Clownfish are probably the easiest salt water fish to breed and successfully rear to adulthood. The same principles should apply to most clown fish and damsel fish who do not scatter their eggs. Author Hennie Landman shares his method for breeding the Banded Clownfish, also known as the Clarkii Clownfish.
(Reprinted by Permission of Elizabeth M. Lukan, Editor of Fish n’ Chips, 4/28/02)
A very happy Clark’s Clownfish couple is spawning under a rock near their anemone. The anemone is to the left and the eggs are the reddish orange dots. After the male fertilizes the eggs, they fan the new arrivals. Clark’s or Banded Clownfish are readily available, love Bubble Tip Anemones, and are durable fish for the beginner aquarist.
Female clownfish (larger fish) is laying orange eggs on the class while the male systematically fertilizes them. It has been stated that clownfish may eat their own eggs if they feel threatened by someone watching them. As you can see, there isn’t an anemone present, and these fish will breed in tanks as small as 10 gallons.
Awesome mated pair of True Percula Clownfish fanning their newly laid and fertilized eggs! Most of the time in open aquariums such as these, the eggs are picked off within a day or so. If wanting to breed your clownfish and develop babies, a 10 gallon tank and a flower pot is all you need! Of course, rotifers and other special foods, as well as multiple water changes daily will ensure success!
The Maroon Clownfish is spectacular in it natural form, and it now comes in a very cool “lightning” color morph. The Lightning variety first spawned in the spring of 2012. Matt Pedersen, who bred two clowns from Fishermans Island owns this very cool clownfish. He has been offered $7,000.00 for it, and some of the babies have sold for $2,500.00!
The beautiful details of male and female are seen up close on these mature Cinnamon Clownfish. As with most clownfish, aggression is lessened when there is no anemone present. These two seem content to just hang out at the bottom of the tank. You can see the larger fish, or female, periodically nudge the male as if to “keep him in line”! The Cinnamon Clownfish have a similar temperament as Tomato Clownfish, possibly more aggressive, depending on tank mates.
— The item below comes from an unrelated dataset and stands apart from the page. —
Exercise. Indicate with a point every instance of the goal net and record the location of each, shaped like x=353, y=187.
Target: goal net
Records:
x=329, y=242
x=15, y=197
Two mature Pink Skunk Clownfish are having a go at parenthood! While clownfish generally will spawn in captivity, it takes specialized efforts to bring them to a viable selling age. The eggs will disappear in a few days, and if ever any did hatch, sadly power heads will provide a quick end to their larval stage. Pink Skunk Clownfish are probably one of the most mellow of the clowns and can be kept in the same tank as a Percula Clownfish as long as there is at least 2 feet between host anemones.
See the classic colors of a Saddle Back Clownifish. The brownish orange color, wide white head band and a “saddle” or incomplete second band. Some will develop a third band at the base of the tailfin or will develop a little bit of white at the top of the tailfin. There are many variations in color, including a black version which is very popular.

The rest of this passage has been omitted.